The Jupyter Notebook showcasing my project is attached: Groceries dataset - Freeflow practice.ipynb (50.0 KB)
I’m of course open to any constructive feedback, so don’t be shy!
The dataset contains store purchase orders, where each order is a row. The source can be found at Kaggle, at this link specifically: https://www.kaggle.com/heeraldedhia/groceries-dataset
The 1st question that I decided to tackle was which item types were the most likely to appear for their respective correlative item types, aka item type x is more correlative to item type y than any other item type pairing in the whole order dataset.
This is because it might be useful for a store manager to know what item is most likely to go hand in hand with another item.
I generated a correlative table for this, of which of course I showed my method to generate it.
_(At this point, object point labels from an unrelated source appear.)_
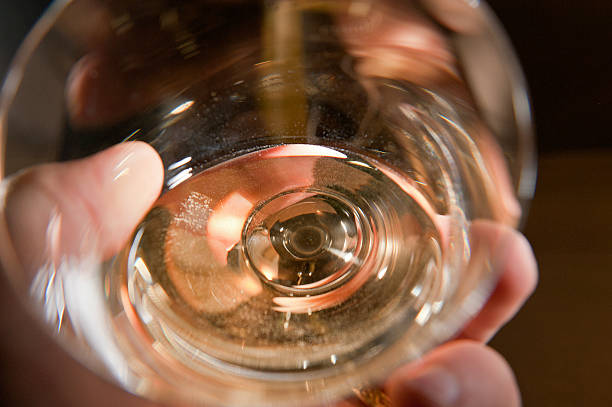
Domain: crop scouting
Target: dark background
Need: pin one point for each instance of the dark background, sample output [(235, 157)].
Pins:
[(559, 344)]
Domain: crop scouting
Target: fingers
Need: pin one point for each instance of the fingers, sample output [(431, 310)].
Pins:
[(511, 252), (68, 209), (459, 374)]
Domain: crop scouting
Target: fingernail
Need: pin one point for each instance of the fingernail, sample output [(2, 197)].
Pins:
[(433, 387)]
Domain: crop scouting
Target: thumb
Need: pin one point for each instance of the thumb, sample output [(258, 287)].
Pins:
[(72, 208), (458, 374)]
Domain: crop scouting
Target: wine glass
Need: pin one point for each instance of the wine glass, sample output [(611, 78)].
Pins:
[(328, 166)]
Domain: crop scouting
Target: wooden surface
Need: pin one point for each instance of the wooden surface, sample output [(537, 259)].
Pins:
[(560, 343)]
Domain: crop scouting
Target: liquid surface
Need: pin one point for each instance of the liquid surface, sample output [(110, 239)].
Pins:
[(288, 258)]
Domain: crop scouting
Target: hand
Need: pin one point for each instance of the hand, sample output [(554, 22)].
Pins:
[(80, 196), (87, 195)]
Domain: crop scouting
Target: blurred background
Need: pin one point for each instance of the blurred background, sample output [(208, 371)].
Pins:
[(559, 343)]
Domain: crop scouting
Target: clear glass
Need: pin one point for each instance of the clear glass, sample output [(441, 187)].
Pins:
[(328, 165)]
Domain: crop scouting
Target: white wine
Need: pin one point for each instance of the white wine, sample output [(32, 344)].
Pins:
[(288, 258)]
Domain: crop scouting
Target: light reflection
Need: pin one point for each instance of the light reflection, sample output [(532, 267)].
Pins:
[(179, 163), (180, 177), (226, 223), (303, 150), (181, 108)]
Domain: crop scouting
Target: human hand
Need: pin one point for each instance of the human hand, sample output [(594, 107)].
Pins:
[(464, 360)]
The 2nd question was which item types were the most correlative for a chosen item type, so if one wanted to know which type of items were most likely to appear for let’s say meat, can a table showing the most likely item types at its top be generated?
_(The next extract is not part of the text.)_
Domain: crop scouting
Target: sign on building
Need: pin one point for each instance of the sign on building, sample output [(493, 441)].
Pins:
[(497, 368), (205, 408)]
A use case that I thought of for this question’s usefulness was promotions, as perhaps a store manager would want to know what is the best pairing item type to also promote when promoting a discount for another item type.
I defined a correlative-table-generating function and provided an example of it in use, with tropical fruits as the item type to have top correlations be drawn and easily shown for it.
That about sums it up, hope you all enjoy it and have a great day or evening!